Was für ein Vergleich. Stünde Deutschland vor einer solchen Aufgabe, müsste es 16,5 Millionen Menschen integrieren, fast die ganze Bevölkerung von Nordrhein-Westfalen.

„Machen Sie sich keine Sorgen“, sagt der SPD-Chef und streicht der Frau über den Arm. „Wir schaffen das. Deutschland ist stark.“

Gabriel agiert in der Flüchtlingsfrage wie ein echter Staatsmann. Er fuhr hin, Merkel zögerte. Er redete Tacheles, Merkel druckste herum. Die in Umfragen beliebte Kanzlerin, die scheinbar unbesiegbar scheint, wirkte plötzlich wie „die Getriebene“, schrieb die Nachrichtenagentur dpa. Ortstermine sind für das politische Spitzenpersonal immer heikel. Fahren sie hin, heißt es, dass sie sich inszenieren. Bleiben sie fern, kümmern sie sich nicht genug.

Merkels Grenzen

Aber in der Flüchtlingskrise zeigen sich die Grenzen von Merkels zögerlichem Naturell. Sie liebt es, die Dinge laufen zu lassen, sich, wenn überhaupt, ganz am Ende zu positionieren. Am Mittwoch fuhr sie nach Heidenau, zu spät auch deshalb, weil Gabriel schon da war. Er, der Bauchpolitiker, hat den Moment erkannt und genutzt.

Langsam wird es ja Zeit, ihn mit Merkel zu vergleichen. Er wird bei der Bundestagswahl 2017 die Kastanien für die SPD aus dem Feuer holen müssen. Das Lustige an der SPD-Sommerlochdebatte über eine Urwahl zur Kanzlerkandidatenfrage war, dass man für eine Wahl mindestens zwei Bewerber braucht. Weit und breit ist niemand in Sicht, außer Gabriel.

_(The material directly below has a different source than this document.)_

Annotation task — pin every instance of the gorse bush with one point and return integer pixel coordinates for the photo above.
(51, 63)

Er ist nach seinem Heidenau-Besuch weiter durch Ostdeutschland getourt, einen Reisebus mit mehr als 30 Journalisten aus Berlin im Schlepptau. Im Fraunhofer-Institut für Angewandte Optik und Feinmechanik in Jena redet eine Professorin auf Gabriel ein. Der schaut aus kleinen Augen skeptisch auf den Roboter, der sich vor ihm auf dem Tisch aufrappelt. Der nicht mal kniehohe Kerl, Spitzname: Bender, blinkt den SPD-Chef mit grünen Augen an, dreht das Köpfchen hin und her und quäkt: „Ich erkenne Gabriel nicht.“ Als Gabriel den Roboter an die Hand nimmt, stolpert Bender und kippt beinahe um.

So ähnlich läuft das auch mit Gabriel und seiner SPD und, ganz groß gedacht, auch mit ihm und den Deutschen. Gabriel führt, keine Frage, aber die Partei stolpert hilflos hinterher. Und die meisten Deutschen können mit ihm nichts anfangen.

Gabriel fehlt das Mögt-mich-Gen

Merkels Pragmatismus kommt an, auch wenn oft keiner weiß, was die Kanzlerin will. Gabriels Ungeduld ist unbeliebt. Gabriel hat sich deshalb ebenfalls eine zutiefst pragmatische Haltung zugelegt. Er macht einfach weiter, Selbstzweifel helfen ja nicht. Fragen, warum die SPD nicht aus dem Umfragetief herausfindet, umkurvt er inzwischen routiniert.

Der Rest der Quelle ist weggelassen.